You could say the setup allows Brad and Kate some very vaguely Dickensian glimpses of their pasts, their possible futures and a present they hadn’t recognized, and is therefore archetypal. It would be generous of you to say that. And generosity is central to the spirit of Christmas, so way to go, you.

Otherwise, like a frenzied, overbooked holiday shopper, Four Christmases has a lot to accomplish. Maybe that’s why it has four screenwriters. Yes, that does work out to one per Christmas, but it’s hard to know from the final result if they were so deployed. What’s less hard to know is that director Seth Gordon (The King of Kong) doesn’t fuss much over development or coherence, preferring instead to let the actors flaunt their respective charms and simply see what sticks. Or, well, the lead actors, anyway: Everyone in that great quartet of parents—plus Dwight Yoakam as Steenburgen’s new squeeze, the preacher/MC of the aforementioned megachurch—seems underused.

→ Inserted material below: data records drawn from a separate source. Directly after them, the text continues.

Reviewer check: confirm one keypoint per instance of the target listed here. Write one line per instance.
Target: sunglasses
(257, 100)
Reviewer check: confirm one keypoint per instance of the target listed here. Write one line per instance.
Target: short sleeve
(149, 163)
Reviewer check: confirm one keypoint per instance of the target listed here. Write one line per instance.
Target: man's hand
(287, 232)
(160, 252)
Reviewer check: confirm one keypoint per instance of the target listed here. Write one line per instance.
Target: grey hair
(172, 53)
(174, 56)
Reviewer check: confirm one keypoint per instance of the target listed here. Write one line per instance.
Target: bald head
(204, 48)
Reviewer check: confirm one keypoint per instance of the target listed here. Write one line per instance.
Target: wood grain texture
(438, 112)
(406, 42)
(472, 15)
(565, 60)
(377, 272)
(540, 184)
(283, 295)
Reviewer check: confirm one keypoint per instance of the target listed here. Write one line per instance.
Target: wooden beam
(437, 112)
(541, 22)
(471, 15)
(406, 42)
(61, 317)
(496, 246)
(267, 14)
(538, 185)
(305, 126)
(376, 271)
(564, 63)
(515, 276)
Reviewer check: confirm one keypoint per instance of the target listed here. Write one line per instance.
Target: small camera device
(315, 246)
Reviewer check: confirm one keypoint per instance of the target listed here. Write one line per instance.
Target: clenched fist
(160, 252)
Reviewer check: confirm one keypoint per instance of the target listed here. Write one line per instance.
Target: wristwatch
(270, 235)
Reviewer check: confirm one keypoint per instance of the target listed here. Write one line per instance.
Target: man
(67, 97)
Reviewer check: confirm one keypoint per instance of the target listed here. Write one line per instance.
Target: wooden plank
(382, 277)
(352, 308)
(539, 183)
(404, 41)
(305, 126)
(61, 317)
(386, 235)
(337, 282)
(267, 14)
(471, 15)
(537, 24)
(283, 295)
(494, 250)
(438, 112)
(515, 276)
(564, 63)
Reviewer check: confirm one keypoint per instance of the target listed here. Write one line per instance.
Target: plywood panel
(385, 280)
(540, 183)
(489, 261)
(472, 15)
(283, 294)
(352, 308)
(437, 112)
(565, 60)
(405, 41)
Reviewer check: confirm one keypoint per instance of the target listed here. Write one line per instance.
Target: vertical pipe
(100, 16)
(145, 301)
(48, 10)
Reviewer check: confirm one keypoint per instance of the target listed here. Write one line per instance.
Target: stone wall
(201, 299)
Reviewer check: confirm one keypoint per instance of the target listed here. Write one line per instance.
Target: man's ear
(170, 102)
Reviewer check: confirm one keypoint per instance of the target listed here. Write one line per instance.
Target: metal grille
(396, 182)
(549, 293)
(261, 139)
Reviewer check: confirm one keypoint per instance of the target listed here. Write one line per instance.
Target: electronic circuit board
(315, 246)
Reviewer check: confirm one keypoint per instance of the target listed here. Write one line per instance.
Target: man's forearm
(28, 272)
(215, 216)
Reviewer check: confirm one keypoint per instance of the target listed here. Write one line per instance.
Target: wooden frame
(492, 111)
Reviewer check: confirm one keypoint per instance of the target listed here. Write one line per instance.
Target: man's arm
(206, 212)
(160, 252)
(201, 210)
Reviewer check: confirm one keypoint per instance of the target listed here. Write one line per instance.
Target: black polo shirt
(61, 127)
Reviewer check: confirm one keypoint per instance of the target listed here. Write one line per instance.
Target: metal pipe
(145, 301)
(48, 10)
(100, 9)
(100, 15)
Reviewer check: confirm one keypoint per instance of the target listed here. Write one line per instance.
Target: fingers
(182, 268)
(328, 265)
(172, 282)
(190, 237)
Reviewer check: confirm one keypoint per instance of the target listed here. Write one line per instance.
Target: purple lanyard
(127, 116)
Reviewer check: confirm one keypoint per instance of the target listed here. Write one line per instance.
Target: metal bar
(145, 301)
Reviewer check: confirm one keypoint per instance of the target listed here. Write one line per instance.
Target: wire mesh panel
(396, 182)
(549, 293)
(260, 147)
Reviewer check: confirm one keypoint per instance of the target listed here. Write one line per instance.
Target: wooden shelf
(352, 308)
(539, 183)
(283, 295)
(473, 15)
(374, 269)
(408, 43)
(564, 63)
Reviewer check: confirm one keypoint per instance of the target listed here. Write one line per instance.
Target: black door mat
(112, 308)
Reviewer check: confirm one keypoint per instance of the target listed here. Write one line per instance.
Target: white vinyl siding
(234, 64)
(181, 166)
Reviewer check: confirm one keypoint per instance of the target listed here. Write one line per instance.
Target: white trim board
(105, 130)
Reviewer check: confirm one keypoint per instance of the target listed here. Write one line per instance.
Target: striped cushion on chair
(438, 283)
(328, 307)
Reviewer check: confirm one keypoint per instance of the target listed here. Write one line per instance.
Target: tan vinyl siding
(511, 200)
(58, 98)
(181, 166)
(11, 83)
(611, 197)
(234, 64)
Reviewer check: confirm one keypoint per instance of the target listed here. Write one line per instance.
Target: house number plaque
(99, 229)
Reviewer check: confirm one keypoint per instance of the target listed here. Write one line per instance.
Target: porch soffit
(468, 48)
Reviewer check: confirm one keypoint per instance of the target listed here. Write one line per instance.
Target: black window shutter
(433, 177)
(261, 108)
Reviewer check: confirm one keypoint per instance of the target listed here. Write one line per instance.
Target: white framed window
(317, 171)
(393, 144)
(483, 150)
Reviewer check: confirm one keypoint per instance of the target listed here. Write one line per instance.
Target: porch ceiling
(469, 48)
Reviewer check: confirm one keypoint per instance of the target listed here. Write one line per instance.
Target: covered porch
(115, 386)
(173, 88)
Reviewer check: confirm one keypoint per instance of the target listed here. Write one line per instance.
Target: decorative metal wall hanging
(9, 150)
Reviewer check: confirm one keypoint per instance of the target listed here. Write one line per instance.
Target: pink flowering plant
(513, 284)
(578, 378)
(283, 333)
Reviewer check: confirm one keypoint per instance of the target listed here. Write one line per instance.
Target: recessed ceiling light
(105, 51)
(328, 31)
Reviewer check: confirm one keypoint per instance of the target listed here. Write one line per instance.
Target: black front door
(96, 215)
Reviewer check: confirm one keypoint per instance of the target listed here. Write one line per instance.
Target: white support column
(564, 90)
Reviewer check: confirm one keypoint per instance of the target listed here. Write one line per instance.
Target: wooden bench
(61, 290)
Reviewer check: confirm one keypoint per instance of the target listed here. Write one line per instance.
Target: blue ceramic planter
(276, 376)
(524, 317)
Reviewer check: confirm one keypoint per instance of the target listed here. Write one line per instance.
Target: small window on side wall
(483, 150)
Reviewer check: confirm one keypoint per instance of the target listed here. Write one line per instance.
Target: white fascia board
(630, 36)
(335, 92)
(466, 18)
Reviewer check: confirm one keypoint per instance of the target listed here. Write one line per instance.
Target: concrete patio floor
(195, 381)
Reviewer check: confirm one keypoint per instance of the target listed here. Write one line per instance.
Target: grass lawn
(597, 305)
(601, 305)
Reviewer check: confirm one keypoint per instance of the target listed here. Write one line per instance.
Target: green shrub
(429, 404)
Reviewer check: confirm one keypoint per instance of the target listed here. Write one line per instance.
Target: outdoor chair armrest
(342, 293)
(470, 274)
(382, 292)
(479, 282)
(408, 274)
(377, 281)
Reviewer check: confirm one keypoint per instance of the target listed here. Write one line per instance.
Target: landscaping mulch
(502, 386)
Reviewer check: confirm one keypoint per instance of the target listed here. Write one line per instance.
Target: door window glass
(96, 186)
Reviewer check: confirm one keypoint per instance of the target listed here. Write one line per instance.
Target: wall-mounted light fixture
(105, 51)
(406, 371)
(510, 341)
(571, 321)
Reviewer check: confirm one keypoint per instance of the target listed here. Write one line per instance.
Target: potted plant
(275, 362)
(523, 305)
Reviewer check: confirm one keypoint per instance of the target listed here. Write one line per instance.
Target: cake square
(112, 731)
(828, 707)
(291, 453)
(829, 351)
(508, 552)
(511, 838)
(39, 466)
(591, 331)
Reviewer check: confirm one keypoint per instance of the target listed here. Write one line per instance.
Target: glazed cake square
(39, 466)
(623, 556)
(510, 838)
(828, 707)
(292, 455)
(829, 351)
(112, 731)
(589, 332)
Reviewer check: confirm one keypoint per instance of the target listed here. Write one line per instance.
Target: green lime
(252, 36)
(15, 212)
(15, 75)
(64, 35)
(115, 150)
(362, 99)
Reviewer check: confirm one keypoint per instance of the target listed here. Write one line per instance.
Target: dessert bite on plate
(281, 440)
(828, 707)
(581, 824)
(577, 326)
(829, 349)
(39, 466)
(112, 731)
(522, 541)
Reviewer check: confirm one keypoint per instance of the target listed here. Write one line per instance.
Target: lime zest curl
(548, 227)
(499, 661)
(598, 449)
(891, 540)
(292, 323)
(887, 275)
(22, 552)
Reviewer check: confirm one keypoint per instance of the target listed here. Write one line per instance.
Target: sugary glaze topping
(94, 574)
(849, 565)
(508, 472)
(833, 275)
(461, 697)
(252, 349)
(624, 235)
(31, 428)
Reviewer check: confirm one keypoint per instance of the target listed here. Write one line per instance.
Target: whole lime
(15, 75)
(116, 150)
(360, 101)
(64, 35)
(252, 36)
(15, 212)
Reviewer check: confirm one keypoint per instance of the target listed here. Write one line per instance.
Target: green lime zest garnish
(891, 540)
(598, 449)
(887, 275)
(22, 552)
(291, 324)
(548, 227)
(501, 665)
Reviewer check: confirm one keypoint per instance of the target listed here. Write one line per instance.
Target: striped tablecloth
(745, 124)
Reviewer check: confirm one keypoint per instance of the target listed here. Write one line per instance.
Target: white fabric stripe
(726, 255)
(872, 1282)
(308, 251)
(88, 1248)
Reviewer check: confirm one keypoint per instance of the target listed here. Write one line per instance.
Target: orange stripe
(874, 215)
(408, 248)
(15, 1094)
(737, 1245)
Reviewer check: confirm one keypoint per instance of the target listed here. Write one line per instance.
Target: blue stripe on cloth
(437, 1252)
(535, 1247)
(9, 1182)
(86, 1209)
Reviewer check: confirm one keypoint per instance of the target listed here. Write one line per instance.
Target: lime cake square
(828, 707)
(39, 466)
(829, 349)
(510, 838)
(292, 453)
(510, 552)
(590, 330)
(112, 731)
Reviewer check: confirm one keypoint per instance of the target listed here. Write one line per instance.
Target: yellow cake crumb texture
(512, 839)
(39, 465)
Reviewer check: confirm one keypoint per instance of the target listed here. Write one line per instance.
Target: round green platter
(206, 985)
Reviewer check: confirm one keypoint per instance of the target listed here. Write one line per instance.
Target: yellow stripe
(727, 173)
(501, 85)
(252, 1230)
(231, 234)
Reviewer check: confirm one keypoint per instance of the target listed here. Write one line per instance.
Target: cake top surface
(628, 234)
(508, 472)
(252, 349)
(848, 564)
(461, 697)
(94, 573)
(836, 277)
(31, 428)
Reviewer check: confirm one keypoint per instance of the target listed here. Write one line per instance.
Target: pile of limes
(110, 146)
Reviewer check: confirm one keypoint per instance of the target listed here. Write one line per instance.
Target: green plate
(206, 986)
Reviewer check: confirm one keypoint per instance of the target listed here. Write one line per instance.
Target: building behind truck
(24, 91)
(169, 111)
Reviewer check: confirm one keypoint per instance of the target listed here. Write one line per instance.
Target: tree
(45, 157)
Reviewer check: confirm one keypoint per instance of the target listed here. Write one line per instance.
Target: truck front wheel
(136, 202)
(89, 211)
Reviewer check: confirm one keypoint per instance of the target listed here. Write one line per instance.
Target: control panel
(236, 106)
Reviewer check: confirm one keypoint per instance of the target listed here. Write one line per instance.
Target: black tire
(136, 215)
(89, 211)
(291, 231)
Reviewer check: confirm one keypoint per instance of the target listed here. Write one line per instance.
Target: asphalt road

O.K., fine, maybe it’s ungrateful to say so. Is it not the thought that counts? Is it not the power of Duvall that even a perfunctory, paycheck-collecting performance is one for which to be grateful?

In the annual tradition of forgettable Vince Vaughn holiday vehicles (last year brought Fred Claus), Four Christmases is underfunny and insubstantial, but sweet and innocuous: a nice little stocking stuffer of a movie.